Aktualności
 
Nie ma dla niego przyszłości w Lechu?
 
11. stycznia 2016, 08:31
źródło: własne
 

W dość niewdzięcznej sytuacji w Lechu znalazł się jeszcze do niedawna jeden z jego czołowych piłkarzy Gergo Lovrencsics. Reprezentantowi Węgier za pół roku kończy się kontrakt, a działacze "Kolejorza" nie kwapią się do tego, żeby go przedłużyć.
Kliknij na zdjęcie, aby je skomentowaćW takiej samej sytuacji jak Lovrencsics, znalazło się jeszcze kilku innych graczy Lecha. Oni jednak pod koniec roku otrzymali albo oferty przedłużenia kontraktów, albo też uzgodnili, kiedy zdeklarują się co do dalszej przyszłości. W tym gronie znaleźli się tak ważni zawodnicy jak Marcin Kamiński, Szymon Pawłowski czy Barry Douglas.

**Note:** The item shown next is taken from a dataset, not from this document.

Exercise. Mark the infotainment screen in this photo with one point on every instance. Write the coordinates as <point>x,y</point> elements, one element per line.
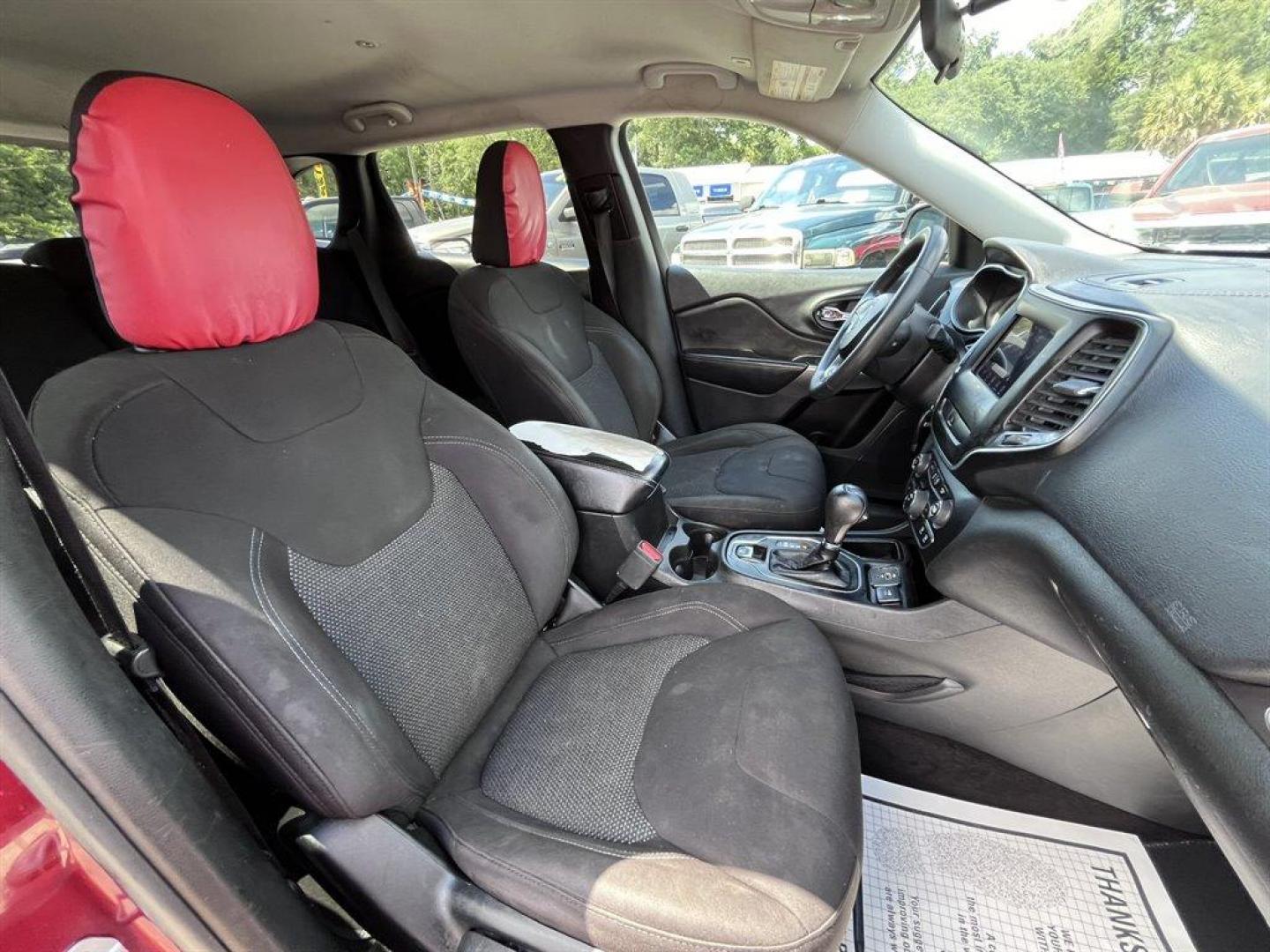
<point>1012,354</point>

Z kolei Lovrencsics usłyszał, że na razie nikt w poznaniu nie przewiduje z nim rozmów na temat nowej umowy. Ewentualną decyzję co do jego przyszłości odłożono przynajmniej do marca. To jasny sygnał, że działacze mistrza Polski zamierzają "zabijać się" o Węgra. Tym bardziej, że po wyleczeniu kontuzji Lovrencsics nie może dojść do dawnej formy. Pojawiają się też plotki, że skrzydłowemu Lecha brakuje zaangażowania jakim charakteryzował się jeszcze kilkanaście miesięcy temu.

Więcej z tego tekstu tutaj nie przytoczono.